Il DGX Spark, presentato al GTC 2025, rappresenta il primo sistema “personale” della linea DGX. Basato sul superchip NVIDIA GB10 Grace Blackwell, integra una CPU Grace a 20 core (10 Cortex-X925 + 10 Cortex-A725) e una GPU Blackwell di quinta generazione in un singolo package. Le due unità condividono 128 GB di memoria LPDDR5X coerente tramite NVLink-C2C, che fornisce una banda fino a 5× superiore a PCIe Gen 5. Il risultato è un modello di memoria CPU+GPU realmente unificato, con accesso coerente e senza copia dei tensor, capace di gestire fino a 200 miliardi di parametri (o 405B collegando due sistemi via ConnectX a 200 Gbps). Con un assorbimento di circa 240 W e dimensioni da mini-desktop (15 × 15 × 5 cm), il DGX Spark è una sorta di “AI workstation da scrivania”, ponte diretto tra le architetture UMA di Apple e i supercluster Grace Hopper dei data center.

🔥 AMD Ryzen™ AI Max+ 395 (Strix Halo)

Strix Halo segue una logica simile, ma in ambito consumer e con architettura x86. È una APU monolitica che integra CPU Zen 5 e GPU RDNA 3.5, condividendo fino a 128 GB di memoria LPDDR5X con banda teorica di 250–300 GB/s. Non ha VRAM dedicata: la GPU può allocare dinamicamente porzioni della RAM di sistema, come avviene nei Mac. Questo approccio consente di eseguire modelli di grandi dimensioni senza schede video discrete, con un ottimo compromesso tra prestazioni, costi e consumo energetico.


La mia esperienza con AMD Ryzen™ AI Max+ 395 (128 GB)
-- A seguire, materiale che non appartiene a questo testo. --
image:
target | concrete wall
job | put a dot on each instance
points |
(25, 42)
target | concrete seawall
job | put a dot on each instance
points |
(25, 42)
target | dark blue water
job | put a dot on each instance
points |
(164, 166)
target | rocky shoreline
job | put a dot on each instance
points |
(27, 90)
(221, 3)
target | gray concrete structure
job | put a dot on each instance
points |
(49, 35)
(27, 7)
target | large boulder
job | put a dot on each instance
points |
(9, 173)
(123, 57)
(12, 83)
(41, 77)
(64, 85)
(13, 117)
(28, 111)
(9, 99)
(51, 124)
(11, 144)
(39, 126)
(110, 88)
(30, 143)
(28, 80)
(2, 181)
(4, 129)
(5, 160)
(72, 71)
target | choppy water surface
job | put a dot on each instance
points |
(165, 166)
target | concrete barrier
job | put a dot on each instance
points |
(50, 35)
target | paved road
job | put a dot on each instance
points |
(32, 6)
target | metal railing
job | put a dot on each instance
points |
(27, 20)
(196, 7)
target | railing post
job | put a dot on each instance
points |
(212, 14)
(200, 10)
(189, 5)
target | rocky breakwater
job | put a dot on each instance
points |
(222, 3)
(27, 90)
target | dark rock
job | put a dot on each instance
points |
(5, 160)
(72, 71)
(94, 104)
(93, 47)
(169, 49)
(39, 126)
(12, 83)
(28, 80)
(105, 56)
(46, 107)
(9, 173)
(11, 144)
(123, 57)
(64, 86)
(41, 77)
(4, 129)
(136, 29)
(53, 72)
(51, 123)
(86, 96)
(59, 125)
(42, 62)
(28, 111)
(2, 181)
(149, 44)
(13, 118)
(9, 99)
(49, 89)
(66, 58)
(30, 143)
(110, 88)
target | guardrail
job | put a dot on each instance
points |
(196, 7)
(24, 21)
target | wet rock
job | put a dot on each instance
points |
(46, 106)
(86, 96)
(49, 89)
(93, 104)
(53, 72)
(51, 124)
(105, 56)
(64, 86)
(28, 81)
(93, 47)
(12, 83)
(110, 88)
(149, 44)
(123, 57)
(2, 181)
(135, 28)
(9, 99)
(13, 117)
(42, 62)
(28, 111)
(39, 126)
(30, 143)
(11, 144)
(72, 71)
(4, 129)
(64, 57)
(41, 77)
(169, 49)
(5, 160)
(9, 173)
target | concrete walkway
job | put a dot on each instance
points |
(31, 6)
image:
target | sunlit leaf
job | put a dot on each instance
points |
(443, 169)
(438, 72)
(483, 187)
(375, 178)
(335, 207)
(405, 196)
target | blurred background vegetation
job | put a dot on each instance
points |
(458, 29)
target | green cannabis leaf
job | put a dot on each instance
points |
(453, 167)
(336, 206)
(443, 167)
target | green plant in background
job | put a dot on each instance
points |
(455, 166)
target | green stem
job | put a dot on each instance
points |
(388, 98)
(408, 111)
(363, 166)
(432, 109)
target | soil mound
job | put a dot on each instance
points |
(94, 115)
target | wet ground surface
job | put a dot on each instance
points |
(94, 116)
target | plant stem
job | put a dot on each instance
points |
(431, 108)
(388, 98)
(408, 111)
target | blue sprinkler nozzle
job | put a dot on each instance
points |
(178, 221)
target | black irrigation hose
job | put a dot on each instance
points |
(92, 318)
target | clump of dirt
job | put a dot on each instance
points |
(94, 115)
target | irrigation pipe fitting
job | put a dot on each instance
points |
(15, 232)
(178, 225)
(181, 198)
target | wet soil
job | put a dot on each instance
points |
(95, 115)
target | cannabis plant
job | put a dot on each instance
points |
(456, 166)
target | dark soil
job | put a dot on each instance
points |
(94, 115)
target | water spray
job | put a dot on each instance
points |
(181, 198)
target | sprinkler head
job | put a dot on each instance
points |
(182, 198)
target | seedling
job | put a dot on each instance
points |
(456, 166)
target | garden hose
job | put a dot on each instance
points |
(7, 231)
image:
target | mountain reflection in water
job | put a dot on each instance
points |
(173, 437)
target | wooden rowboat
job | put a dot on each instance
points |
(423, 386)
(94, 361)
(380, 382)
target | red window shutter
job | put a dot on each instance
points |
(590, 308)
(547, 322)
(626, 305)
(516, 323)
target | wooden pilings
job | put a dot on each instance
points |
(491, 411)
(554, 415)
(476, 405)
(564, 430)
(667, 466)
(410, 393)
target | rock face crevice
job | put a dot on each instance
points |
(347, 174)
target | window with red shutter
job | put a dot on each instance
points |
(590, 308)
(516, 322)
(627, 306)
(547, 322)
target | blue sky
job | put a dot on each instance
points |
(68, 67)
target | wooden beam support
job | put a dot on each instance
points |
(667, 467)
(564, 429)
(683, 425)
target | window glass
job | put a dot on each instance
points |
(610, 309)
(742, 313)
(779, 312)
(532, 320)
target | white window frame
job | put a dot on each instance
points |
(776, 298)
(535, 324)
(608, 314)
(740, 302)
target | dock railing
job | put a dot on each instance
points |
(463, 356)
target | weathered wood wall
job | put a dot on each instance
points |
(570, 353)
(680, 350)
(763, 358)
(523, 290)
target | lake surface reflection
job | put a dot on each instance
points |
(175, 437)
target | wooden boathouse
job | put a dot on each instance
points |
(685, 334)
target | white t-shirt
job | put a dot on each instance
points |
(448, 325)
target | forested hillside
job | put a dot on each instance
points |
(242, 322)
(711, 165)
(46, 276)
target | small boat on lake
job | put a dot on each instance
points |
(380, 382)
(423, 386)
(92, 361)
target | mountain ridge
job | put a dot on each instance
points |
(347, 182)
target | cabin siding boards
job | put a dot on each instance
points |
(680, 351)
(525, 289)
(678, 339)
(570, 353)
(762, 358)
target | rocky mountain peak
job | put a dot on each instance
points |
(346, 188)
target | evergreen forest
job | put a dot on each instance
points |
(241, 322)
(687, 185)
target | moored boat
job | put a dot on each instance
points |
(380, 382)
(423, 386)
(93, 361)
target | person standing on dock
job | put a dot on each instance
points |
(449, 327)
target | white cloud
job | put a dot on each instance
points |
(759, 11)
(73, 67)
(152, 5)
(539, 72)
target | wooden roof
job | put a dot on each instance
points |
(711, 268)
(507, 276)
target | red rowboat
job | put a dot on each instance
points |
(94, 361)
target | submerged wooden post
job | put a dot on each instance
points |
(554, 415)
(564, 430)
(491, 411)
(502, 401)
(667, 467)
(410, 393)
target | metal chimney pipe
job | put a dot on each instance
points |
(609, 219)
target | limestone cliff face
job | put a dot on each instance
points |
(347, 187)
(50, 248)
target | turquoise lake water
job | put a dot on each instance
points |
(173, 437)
Sto sperimentando proprio questa piattaforma; esistono diverse soluzioni in commercio, io ho scelto frame.work desktop nella versione con 128GB di memoria. Come sistema operativo, utilizzo unicamente Linux.
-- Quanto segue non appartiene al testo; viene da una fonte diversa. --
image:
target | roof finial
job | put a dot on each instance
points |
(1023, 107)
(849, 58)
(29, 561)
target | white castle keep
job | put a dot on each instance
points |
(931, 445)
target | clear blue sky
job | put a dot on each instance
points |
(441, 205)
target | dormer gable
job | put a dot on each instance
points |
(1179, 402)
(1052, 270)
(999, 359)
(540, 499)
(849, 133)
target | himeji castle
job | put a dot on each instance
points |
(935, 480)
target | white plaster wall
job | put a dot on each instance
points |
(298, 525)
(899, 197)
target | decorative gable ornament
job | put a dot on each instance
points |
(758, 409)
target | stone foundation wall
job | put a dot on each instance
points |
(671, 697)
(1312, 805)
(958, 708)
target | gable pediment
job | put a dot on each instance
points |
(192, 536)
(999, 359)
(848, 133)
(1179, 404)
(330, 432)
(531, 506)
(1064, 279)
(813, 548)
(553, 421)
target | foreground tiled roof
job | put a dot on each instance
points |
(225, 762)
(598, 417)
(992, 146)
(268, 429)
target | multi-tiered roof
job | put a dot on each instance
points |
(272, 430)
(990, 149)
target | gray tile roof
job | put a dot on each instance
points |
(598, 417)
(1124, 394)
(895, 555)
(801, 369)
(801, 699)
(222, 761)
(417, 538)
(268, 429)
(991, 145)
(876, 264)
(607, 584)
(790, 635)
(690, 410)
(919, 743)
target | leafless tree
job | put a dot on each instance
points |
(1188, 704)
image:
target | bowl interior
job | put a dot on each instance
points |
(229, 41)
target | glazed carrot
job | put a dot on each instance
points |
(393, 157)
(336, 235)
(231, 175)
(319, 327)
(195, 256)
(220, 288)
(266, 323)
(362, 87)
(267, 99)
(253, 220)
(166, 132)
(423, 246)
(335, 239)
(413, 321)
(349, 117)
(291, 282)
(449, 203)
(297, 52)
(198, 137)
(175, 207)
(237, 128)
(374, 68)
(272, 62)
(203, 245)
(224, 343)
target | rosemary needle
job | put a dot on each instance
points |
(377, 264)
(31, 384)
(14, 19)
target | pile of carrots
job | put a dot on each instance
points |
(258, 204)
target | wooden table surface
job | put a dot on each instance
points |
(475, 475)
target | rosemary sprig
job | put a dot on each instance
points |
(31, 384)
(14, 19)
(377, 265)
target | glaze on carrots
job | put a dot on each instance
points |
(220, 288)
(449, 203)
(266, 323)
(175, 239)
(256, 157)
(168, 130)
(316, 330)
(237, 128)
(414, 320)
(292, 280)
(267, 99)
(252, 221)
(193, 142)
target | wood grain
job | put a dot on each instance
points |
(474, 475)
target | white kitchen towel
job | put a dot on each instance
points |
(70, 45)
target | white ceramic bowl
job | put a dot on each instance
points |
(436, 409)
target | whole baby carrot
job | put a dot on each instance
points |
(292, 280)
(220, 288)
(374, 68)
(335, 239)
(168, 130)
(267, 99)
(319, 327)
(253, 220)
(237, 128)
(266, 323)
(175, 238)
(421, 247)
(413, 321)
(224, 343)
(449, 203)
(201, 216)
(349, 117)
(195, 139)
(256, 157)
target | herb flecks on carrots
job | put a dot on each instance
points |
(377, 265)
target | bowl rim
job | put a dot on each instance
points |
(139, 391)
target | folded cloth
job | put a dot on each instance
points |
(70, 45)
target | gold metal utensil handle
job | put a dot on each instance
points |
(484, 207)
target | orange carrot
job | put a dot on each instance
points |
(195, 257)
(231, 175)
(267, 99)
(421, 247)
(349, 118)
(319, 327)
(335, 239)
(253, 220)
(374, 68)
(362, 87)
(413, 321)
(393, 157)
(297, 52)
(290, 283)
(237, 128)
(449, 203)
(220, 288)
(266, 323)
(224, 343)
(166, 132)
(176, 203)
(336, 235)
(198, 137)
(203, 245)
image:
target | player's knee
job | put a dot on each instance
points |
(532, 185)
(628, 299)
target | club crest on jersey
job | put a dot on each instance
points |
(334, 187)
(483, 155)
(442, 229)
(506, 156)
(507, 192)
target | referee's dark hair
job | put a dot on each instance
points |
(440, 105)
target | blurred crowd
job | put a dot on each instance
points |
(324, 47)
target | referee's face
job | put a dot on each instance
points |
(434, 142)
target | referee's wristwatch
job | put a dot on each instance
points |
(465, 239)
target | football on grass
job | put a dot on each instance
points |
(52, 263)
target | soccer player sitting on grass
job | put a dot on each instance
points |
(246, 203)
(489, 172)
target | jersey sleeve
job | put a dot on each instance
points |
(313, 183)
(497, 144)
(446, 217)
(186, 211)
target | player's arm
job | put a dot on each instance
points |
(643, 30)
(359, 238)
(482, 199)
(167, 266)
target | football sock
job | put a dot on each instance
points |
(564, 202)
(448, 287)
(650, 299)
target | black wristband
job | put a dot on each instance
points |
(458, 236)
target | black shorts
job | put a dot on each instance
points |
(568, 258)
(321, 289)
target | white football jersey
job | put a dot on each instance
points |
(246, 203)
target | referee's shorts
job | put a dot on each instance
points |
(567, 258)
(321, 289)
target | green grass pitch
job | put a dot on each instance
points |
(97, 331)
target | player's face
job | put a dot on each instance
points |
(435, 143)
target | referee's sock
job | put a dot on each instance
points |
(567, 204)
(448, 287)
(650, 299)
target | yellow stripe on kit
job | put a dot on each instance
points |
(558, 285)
Uno dei vantaggi è che, pur potendo configurare nel BIOS la quantità di memoria riservata alla GPU (ad esempio 512 MB), Linux gestisce dinamicamente la condivisione RAM/VRAM, come avviene nei sistemi Apple. Per ottenere buone prestazioni è necessario impostare alcuni parametri del kernel relativi all’allocazione (nello specifico amdgpu.gttsize e ttm.pages_limit).
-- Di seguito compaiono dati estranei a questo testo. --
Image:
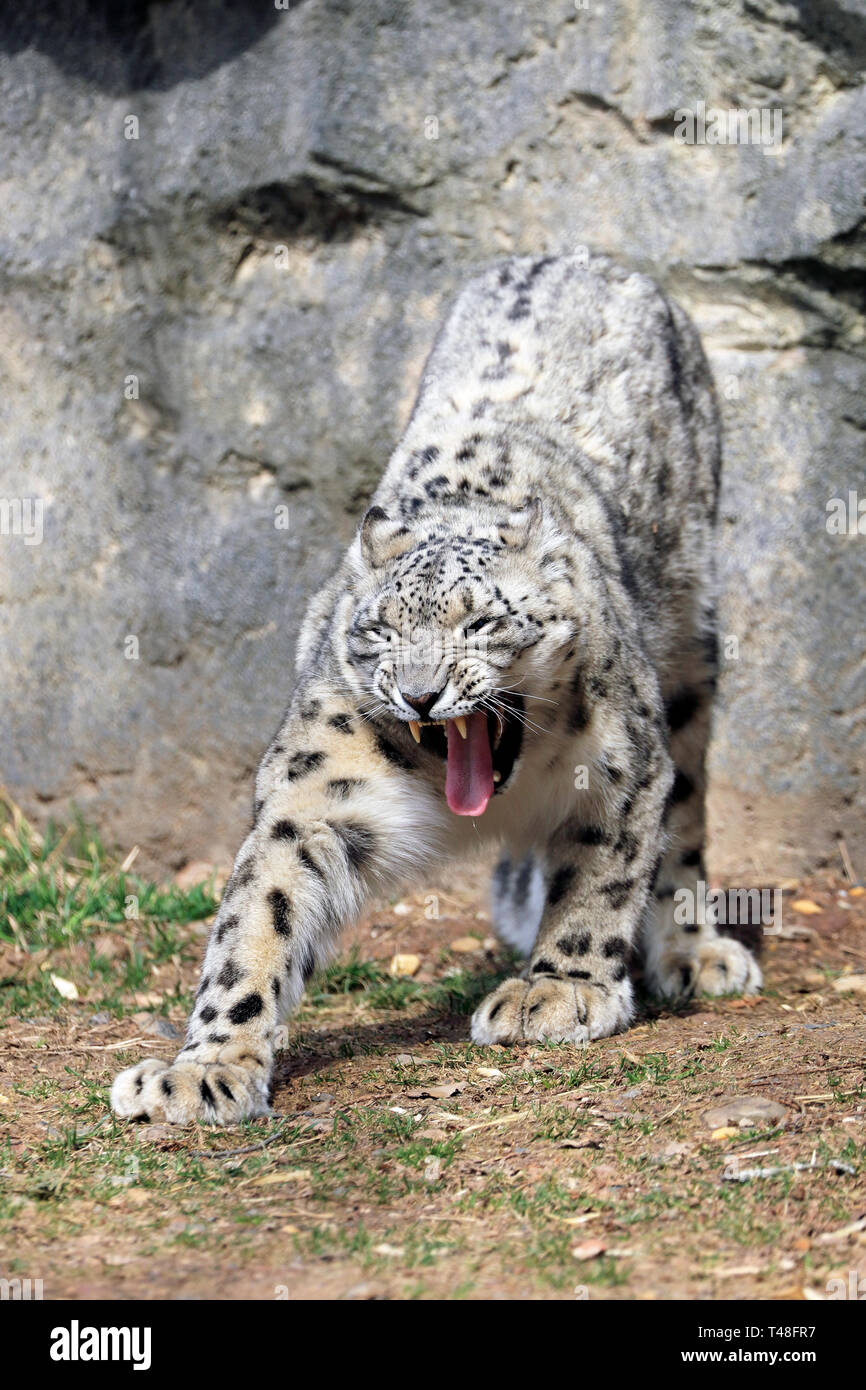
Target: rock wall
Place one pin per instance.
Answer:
(227, 234)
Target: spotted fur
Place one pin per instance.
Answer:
(548, 517)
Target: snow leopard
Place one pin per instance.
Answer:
(516, 655)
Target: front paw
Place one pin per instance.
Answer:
(213, 1093)
(717, 966)
(552, 1011)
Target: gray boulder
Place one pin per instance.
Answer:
(227, 235)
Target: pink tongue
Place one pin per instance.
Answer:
(469, 783)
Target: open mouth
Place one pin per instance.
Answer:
(480, 751)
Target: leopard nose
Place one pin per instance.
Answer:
(423, 702)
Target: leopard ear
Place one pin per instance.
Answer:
(521, 524)
(382, 538)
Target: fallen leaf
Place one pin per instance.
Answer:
(403, 965)
(590, 1250)
(287, 1175)
(745, 1111)
(64, 987)
(437, 1093)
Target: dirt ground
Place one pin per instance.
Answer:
(403, 1162)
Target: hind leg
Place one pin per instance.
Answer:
(683, 954)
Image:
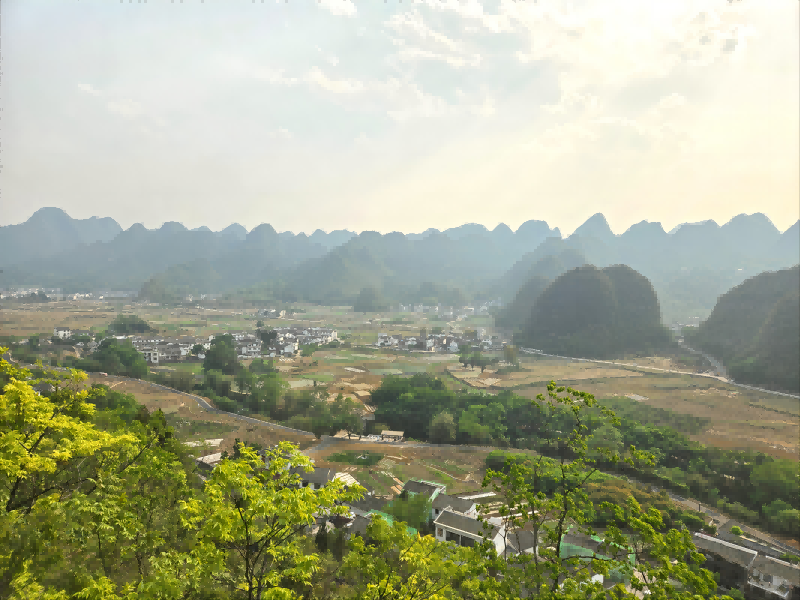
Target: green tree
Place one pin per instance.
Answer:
(268, 336)
(309, 349)
(442, 429)
(391, 563)
(370, 299)
(117, 357)
(511, 354)
(346, 414)
(222, 355)
(75, 498)
(412, 509)
(257, 515)
(128, 325)
(550, 569)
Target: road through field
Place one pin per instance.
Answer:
(608, 362)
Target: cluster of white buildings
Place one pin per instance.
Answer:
(440, 342)
(301, 336)
(52, 293)
(449, 312)
(157, 349)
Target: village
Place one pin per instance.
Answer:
(471, 517)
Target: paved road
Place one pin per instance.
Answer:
(718, 366)
(718, 377)
(204, 404)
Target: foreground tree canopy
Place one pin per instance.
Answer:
(98, 500)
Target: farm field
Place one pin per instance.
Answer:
(193, 423)
(461, 469)
(737, 417)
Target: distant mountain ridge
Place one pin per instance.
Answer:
(596, 313)
(690, 267)
(755, 330)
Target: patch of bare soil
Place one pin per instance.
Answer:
(187, 408)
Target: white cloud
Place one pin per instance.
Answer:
(439, 46)
(246, 69)
(125, 108)
(335, 86)
(282, 133)
(339, 7)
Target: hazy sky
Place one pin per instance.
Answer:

Il supporto software è in piena evoluzione:

  • Kernel 6.18 introdurrà correzioni importanti per la gestione della memoria su Strix Halo.
  • Driver Mesa e ROCm hanno guadagnato fino al +25 % di performance negli ultimi mesi.
  • Tuttavia, instabilità e driver sperimentali rendono l’esperienza ancora poco “plug and play”.

Il bilancio complessivo è positivo: un rapporto costo/prestazioni molto interessante per chi vuole sperimentare LLM e modelli generativi senza GPU dedicate.


Toolbox e primi test pratici

Un ottimo punto di partenza sono le toolbox su GitHub di Donato Capitella, che semplificano l’esecuzione (ottimizzata per questo specifico hardware AMD) di llama.cpp, Qwen Image Studio, Wan Video Studio e ComfyUI.

Ecco ad esempio un benchmark di esecuzione di GPT-OSS 120B con llama-bench, con il backend Vulkan abilitato:

GPT-OSS 120B benchmark
GPT-OSS 120B benchmark

Interfaccia di generazione immagini Qwen Image Studio:

Qwen Image Studio - generate
Qwen Image Studio - generazione di immagine
Qwen Image Studio - result
Qwen Image Studio - immagine ottenuta (8 steps)

E un workflow di generazione ibrido con Flux Krea Dev dentro ComfyUI:

ComfyUI running Flux Krea Dev workflow
Esecuzione di un workflow ComfyUI basato su Flux Krea Dev
Flux Krea Dev workflow complete ini ComfyUI
Workflow Flux Krea Dev completato dentro ComfyUI

Considerazioni sulle configurazioni

Un aspetto curioso su Strix Halo: spesso le quantizzazioni BF16 risultano più efficienti di FP8, nonostante l’apparente “maggiore precisione”. Questo dipende dall’implementazione dei driver ROCm e dal modo in cui viene gestita la memoria condivisa: le operazioni FP8, pur teoricamente più leggere, introducono overhead nella conversione e nella gestione dei buffer.


Conclusione e prospettive

Eseguire modelli AI in locale o in ambienti controllati significa riappropriarsi del controllo su dati, costi e infrastruttura. Chiaramente non è ancora un percorso lineare: servono competenze tecniche, pazienza e una certa tolleranza ai bug quando si ha a che fare con driver e librerie sperimentali. Infine, in ambito consumer le soluzioni con memoria unificata e toolkit open-source consentono di ottenere risultati di discreta qualità in tempi ragionevoli.

Nei prossimi post racconterò alcuni use case concreti su Strix Halo, con esempi di automazione locale e generazione di contenuti multimodali.